Rush, an ordained minister with a master’s degree in theology, did not respond to written questions about the abandoned substation. He told reporters he wouldn’t talk about his church, saying, “I’m not going to expose the church to your questions.”

According to liens filed by the IRS with the Cook County recorder of deeds, Rush’s church and its social services arm, Beloved Community Family Services, failed to send the IRS taxes that they had withheld from employee paychecks and owes more than $161,000. That includes employer contributions for Social Security and Medicare, plus payroll and income taxes withheld from employees. The church owed $49,875 for 2006 through 2008, records show.
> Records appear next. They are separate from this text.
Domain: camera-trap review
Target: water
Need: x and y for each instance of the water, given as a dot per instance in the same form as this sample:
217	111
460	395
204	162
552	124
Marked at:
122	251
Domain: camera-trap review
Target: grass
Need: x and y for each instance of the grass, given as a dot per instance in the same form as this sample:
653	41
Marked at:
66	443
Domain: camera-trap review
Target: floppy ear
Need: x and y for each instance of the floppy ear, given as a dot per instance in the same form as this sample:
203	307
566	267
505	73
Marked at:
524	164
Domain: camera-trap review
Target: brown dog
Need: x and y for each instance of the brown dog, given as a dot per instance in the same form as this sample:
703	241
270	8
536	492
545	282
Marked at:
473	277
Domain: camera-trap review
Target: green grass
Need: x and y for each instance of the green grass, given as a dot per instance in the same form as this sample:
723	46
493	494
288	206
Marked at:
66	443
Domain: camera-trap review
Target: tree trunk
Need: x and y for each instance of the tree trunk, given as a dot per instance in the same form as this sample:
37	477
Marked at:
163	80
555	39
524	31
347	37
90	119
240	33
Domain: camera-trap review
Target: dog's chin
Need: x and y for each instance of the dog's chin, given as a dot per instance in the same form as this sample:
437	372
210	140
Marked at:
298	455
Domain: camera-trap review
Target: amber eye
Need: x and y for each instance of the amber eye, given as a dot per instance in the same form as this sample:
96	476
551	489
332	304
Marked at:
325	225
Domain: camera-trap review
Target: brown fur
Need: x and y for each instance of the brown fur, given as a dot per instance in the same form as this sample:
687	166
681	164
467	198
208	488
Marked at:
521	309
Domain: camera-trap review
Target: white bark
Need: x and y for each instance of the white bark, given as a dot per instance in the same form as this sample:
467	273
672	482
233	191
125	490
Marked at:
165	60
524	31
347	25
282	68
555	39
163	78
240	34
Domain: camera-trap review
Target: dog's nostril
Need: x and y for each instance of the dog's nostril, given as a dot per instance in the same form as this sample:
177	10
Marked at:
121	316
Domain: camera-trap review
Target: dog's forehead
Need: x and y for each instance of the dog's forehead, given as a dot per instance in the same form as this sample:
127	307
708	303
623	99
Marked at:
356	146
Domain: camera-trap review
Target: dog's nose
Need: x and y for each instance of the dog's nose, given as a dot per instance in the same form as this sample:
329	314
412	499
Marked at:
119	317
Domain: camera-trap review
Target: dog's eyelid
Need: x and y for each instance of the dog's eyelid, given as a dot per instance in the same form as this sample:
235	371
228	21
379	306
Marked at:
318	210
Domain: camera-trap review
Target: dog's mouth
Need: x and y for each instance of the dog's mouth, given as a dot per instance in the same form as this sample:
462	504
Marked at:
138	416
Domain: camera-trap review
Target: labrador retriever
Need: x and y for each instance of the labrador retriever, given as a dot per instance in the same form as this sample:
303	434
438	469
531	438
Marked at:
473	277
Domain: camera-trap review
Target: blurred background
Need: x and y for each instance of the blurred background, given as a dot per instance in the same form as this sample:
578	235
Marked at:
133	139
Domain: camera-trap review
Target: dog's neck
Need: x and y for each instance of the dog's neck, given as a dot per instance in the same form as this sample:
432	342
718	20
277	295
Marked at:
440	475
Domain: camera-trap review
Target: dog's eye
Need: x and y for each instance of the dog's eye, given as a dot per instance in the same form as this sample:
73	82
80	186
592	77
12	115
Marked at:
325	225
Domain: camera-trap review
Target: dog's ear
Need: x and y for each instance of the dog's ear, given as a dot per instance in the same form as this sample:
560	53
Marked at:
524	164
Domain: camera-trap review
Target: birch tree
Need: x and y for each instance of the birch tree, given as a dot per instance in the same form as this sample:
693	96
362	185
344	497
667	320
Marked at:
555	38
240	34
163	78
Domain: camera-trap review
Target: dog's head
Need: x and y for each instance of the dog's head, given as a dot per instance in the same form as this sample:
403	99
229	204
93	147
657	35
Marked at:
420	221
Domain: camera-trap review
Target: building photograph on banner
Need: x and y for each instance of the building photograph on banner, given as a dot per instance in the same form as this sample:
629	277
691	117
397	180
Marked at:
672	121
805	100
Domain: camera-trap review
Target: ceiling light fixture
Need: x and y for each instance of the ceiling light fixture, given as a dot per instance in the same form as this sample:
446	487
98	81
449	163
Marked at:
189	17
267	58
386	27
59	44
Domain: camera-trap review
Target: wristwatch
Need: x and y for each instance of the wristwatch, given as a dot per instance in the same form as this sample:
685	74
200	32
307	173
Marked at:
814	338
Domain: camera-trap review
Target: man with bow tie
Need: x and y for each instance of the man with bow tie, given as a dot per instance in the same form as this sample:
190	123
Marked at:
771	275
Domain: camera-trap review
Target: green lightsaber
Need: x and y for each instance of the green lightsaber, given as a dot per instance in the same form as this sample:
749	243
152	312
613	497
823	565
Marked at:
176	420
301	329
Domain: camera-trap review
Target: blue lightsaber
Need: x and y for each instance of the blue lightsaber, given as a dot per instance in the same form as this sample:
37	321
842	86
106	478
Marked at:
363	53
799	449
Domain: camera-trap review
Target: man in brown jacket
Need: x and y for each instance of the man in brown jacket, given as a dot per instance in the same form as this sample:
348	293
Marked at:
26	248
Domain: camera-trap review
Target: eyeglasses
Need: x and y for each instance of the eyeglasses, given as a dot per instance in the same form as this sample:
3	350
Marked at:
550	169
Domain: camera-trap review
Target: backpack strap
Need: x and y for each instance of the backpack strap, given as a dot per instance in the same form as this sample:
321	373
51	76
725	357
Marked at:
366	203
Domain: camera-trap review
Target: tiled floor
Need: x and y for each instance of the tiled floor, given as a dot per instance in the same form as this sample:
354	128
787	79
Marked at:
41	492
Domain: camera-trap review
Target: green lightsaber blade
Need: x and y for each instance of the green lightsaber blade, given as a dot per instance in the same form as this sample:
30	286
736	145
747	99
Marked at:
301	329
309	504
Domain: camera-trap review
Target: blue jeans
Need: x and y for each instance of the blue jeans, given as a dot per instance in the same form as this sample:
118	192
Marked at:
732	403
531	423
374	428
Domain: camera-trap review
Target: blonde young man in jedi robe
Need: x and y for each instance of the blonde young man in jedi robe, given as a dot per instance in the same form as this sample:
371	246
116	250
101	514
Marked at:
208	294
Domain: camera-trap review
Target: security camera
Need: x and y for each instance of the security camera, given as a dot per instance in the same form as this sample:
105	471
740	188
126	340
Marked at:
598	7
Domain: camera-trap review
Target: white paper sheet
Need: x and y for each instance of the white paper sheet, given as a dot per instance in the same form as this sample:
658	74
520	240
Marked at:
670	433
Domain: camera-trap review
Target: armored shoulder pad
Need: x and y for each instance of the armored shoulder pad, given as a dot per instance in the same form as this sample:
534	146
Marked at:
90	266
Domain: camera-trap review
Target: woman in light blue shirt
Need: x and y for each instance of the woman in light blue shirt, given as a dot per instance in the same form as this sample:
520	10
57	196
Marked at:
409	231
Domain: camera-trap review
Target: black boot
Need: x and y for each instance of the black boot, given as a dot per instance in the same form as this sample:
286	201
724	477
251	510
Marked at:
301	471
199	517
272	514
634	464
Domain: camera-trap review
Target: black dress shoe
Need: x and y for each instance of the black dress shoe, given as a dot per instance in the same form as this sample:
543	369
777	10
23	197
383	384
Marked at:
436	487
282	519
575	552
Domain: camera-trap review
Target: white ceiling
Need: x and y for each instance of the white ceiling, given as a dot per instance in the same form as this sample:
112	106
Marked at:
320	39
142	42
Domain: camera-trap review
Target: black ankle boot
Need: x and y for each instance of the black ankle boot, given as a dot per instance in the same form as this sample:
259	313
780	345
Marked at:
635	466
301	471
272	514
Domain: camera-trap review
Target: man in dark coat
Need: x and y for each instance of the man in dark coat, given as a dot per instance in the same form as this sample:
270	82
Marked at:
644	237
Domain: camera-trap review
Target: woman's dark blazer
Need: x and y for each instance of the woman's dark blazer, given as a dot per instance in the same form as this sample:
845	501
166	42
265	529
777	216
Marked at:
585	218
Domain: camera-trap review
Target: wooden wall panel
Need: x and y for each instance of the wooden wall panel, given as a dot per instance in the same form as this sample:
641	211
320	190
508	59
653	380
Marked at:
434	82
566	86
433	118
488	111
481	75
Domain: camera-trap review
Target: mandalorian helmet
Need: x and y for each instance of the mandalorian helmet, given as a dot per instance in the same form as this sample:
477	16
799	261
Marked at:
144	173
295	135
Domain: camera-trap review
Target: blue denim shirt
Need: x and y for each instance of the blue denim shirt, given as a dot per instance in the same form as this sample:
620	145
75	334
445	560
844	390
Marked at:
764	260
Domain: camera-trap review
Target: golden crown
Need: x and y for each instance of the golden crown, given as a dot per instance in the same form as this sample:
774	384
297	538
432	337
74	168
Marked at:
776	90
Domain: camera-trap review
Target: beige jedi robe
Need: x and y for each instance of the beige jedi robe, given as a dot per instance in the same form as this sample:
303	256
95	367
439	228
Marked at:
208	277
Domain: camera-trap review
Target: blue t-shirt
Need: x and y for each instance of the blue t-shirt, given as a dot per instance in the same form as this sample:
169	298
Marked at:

The family services agency owed $112,016 for 2011 through 2013.

Records show that in early 2012, at a time it owed federal taxes, Beloved Community Family Services bought a $25,000 house in Englewood.

Neither Rush nor an IRS spokesman would comment on the tax debt or whether any partial payment has been made.

The congressman has said his wife, Carolyn Rush, who chairs the board of Beloved Community Family Services, has been hospitalized with serious medical issues.

Beside being pastor, Rush is president of the church and, according to his financial disclosure forms, was a director of Beloved Community Family Services through 2008.

The Illinois Department of Employment Security also filed a lien in April to enforce payment of $4,393 in unpaid unemployment taxes by Beloved Community Family Services, which works with youthful ex-offenders and at-risk young people in Englewood and provides academic enrichment programs for students.

Beloved Community Family Services also owes $849 in property taxes on the Englewood building it bought in 2012 for $25,000. The taxes were due Aug. 1.